Department of Infectious Diseases, Singapore General Hospital, 20 College Road, Singapore, 169856, Singapore.
Programme in Emerging Infectious Diseases, Duke-NUS Medical School, 8 College Road, Singapore, 169857, Singapore.
Mikrochim Acta. 2021 Dec 6;189(1):14. doi: 10.1007/s00604-021-05113-4.
In the ongoing COVID-19 pandemic, simple, rapid, point-of-care tests not requiring trained personnel for primary care testing are essential. Saliva-based antigen rapid tests (ARTs) can fulfil this need, but these tests require overnight-fasted samples; without which independent studies have demonstrated sensitivities of only 11.7 to 23.1%. Herein, we report an Amplified Parallel ART (AP-ART) with sensitivity above 90%, even with non-fasted samples. The virus was captured multimodally, using both anti-spike protein antibodies and Angiotensin Converting Enzyme 2 (ACE2) protein. It also featured two parallel flow channels. The first contained spike protein binding gold nanoparticles which produced a visible red line upon encountering the virus. The second contained signal amplifying nanoparticles that complex with the former and amplify the signal without any linker. Compared to existing dual gold amplification techniques, a limit of detection of one order of magnitude lower was achieved (0.0064 ng·mL). AP-ART performance in detecting SARS-CoV-2 in saliva of COVID-19 patients was investigated using a case-control study (139 participants enrolled and 162 saliva samples tested). Unlike commercially available ARTs, the sensitivity of AP-ART was maintained even when non-fasting saliva was used. Compared to the gold standard reverse transcription-polymerase chain reaction testing on nasopharyngeal samples, non-fasting saliva tested on AP-ART showed a sensitivity of 97.0% (95% CI: 84.7-99.8); without amplification, the sensitivity was 72.7% (95% CI: 83.7-94.8). Thus, AP-ART has the potential to be developed for point-of-care testing, which may be particularly important in resource-limited settings, and for early diagnosis to initiate newly approved therapies to reduce COVID-19 severity.

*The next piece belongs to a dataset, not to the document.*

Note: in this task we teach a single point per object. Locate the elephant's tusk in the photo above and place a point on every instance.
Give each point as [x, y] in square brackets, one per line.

在持续的 COVID-19 大流行期间,对于初级保健检测,简单、快速、即时的护理点检测是必不可少的。基于唾液的抗原快速检测(ART)可以满足这一需求,但这些检测需要禁食过夜的样本;如果没有这些样本,独立研究表明其灵敏度仅为 11.7%至 23.1%。在此,我们报告了一种灵敏度超过 90%的扩增并行 ART(AP-ART),即使使用非禁食样本也是如此。该病毒采用多模态方式捕获,使用抗刺突蛋白抗体和血管紧张素转化酶 2(ACE2)蛋白。它还具有两个并行的流道。第一个流道包含与病毒结合的刺突蛋白结合金纳米颗粒,当遇到病毒时会产生可见的红线。第二个流道包含信号放大纳米颗粒,与前者结合并在没有任何连接物的情况下放大信号。与现有的双重金放大技术相比,检测限降低了一个数量级(0.0064ng·mL)。通过病例对照研究(纳入 139 名参与者并测试了 162 份唾液样本)研究了 AP-ART 在检测 COVID-19 患者唾液中 SARS-CoV-2 的性能。与市售的 ARTs 不同,即使使用非禁食唾液,AP-ART 的灵敏度也得以保持。与鼻咽样本的金标准逆转录-聚合酶链反应检测相比,非禁食唾液在 AP-ART 上的检测灵敏度为 97.0%(95%CI:84.7-99.8);没有放大时,灵敏度为 72.7%(95%CI:83.7-94.8)。因此,AP-ART 有可能开发用于护理点检测,这在资源有限的环境中可能尤为重要,并且可以早期诊断,从而启动新批准的治疗方法来减轻 COVID-19 的严重程度。